2 June 2026
A team of Indian and Italian archaeologists unveiled a discovery that rewrites ancient economic history: a 2,000-year-old underground labyrinth unearthed in western Maharashtra’s Pune district has been confirmed as a lost trading post that connected the Satavahana dynasty’s flourishing ports to the Roman Empire’s eastern outpost of Rome’s port city of Ostia. The complex, carved into basalt rock and spanning nearly 1.5 acres, was accidentally found during highway excavation near the village of Phaltan, an area already known for its Buddhist rock-cut caves. Carbon dating and ceramic analysis place the labyrinth’s primary phase between 30 BCE and 70 CE, a period when the Roman Empire, under emperors Augustus and Tiberius, heavily imported Indian textiles, gems, spices, and, most crucially, steel.
What stunned researchers was not the labyrinth’s scale but its design: four concentric circular passages connected by narrow stairwells, with over thirty small chambers containing storage jars, grinding stones, and fragmented clay seals bearing both Brahmi script and Latin symbols. “This is not a religious or defensive structure,” explained Dr. Alok Shinde, head of the Deccan College post-graduate research team, in a press briefing. “The presence of standardized weights, imported wine amphorae with Roman potters’ marks, and a complete absence of ritual artifacts indicates a sophisticated transit hub—a customs and regrouping point for goods moving from the Satavahana hinterland to the western coast.”
The labyrinth’s most valuable revelation came from a sealed chamber at its center, where excavators found a copper plate inscription in Pali and a wooden wax tablet in Latin, the latter miraculously preserved by the dry, airless conditions. The Latin text, provisionally translated by epigraphists at the University of Rome, appears to be a shipping contract between a Roman merchant named Lucius Caecilius Gemellus and a local Satavahana agent, detailing a consignment of mithril steel ingots, known in Rome as “Seric iron,” destined for sword factories in Capua.
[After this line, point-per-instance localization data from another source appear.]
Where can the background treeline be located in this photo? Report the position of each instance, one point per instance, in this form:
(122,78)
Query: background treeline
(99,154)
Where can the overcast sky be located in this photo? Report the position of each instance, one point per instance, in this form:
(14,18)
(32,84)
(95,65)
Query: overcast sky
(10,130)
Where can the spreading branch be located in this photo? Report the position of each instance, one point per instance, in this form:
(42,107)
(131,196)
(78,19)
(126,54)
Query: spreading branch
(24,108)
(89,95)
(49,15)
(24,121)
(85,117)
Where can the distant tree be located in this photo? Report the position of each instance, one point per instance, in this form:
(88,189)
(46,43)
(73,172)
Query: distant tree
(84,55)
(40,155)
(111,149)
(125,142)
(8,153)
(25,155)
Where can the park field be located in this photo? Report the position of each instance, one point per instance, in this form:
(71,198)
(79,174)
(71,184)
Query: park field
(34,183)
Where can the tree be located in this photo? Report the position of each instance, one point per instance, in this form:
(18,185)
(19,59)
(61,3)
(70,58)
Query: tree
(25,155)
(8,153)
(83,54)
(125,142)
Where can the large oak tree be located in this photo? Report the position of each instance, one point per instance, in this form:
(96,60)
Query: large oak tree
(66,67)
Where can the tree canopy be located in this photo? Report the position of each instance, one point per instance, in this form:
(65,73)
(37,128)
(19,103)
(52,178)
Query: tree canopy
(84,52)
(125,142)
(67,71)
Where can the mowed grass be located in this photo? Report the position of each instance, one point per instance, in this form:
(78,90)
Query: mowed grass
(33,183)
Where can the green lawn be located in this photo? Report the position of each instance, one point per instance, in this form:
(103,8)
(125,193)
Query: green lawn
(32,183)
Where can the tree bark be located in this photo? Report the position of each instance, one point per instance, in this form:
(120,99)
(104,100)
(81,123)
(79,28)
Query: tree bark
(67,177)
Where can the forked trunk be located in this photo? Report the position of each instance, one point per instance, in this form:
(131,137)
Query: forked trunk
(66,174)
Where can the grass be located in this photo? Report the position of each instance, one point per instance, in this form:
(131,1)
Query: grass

“We always knew Rome imported high-carbon steel from India, but this is the first physical evidence of a direct, non-Red Sea intermediary facility,” stated Professor Elena Moretti of the Sapienza University of Rome’s ancient trade department. “The labyrinth’s design—deliberately confusing, with false passages and multiple exits—suggests it was also a security measure against bandits and a hideout for merchants during monsoon disruptions. It effectively functioned as a modern bonded warehouse.” Her team noted that the site’s location lies exactly one day’s camel-cart journey from the ancient port of Kalyan, which Roman geographer Pliny the Elder described as the “great emporium of the east.”
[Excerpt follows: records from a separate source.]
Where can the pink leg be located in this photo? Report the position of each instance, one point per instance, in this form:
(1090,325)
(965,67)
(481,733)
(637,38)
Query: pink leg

Further evidence includes over 200 Roman silver denarii and Satavahana lead coins mixed in a collapsed jar, suggesting a payment dispute or sudden abandonment. Among the most poignant finds is a small terracotta figurine of the Roman goddess Fortuna, her nose broken, placed alongside an Indian elephant-headed Ganesha statue in the same niche—indicating religious syncretism among trading communities. “This discovery forces us to redraw the map of Indo-Roman trade,” said Dr. Shinde. “Previously, we assumed most exchanges happened directly at coastal ports like Barygaza (modern Bharuch) or Muziris (in Kerala). Now we see a deep inland transit system, with hidden nodes like this labyrinth managing logistics, taxation, and security. It’s the ancient equivalent of a multilateral trade corridor.” Scientists from the National Institute of Oceanography in Goa have since analyzed soil samples from the labyrinth’s floor, finding pollen from both Mediterranean olive and Western Ghats black pepper, proving that bulk goods were physically sorted and repackaged here.
The discovery has ignited a debate over the scale of Roman settlement in Maharashtra. While no skeletal remains have been found, DNA traces on a leather sandal recovered near the Latin tablet show maternal haplogroups common in modern Tuscany. “We are not claiming a Roman colony,” clarified Professor Moretti. “But the evidence strongly suggests at least a few Italian merchants or their agents lived here seasonally, perhaps for years, marrying locally. The labyrinth was their operational headquarters, hidden in plain sight from rival kingdoms and local tax collectors.”
The Maharashtra state archaeology department has already declared the site a protected monument of national importance, and UNESCO is expediting a “lost cities” heritage application. Meanwhile, the local villagers who long called the rubble-strewn mound a “devil’s burrow” now find themselves at the heart of history. As one elderly farmer told the press, “We always heard stories of hidden rooms full of foreign gold. We never imagined the stories were two thousand years old—and true.” The labyrinth’s passages, now lit with electric lanterns, are open only to researchers, but a virtual reality reconstruction is promised by December 2026, ensuring that this lost artery between Maharashtra and Rome finally receives its place in the annals of global connectivity.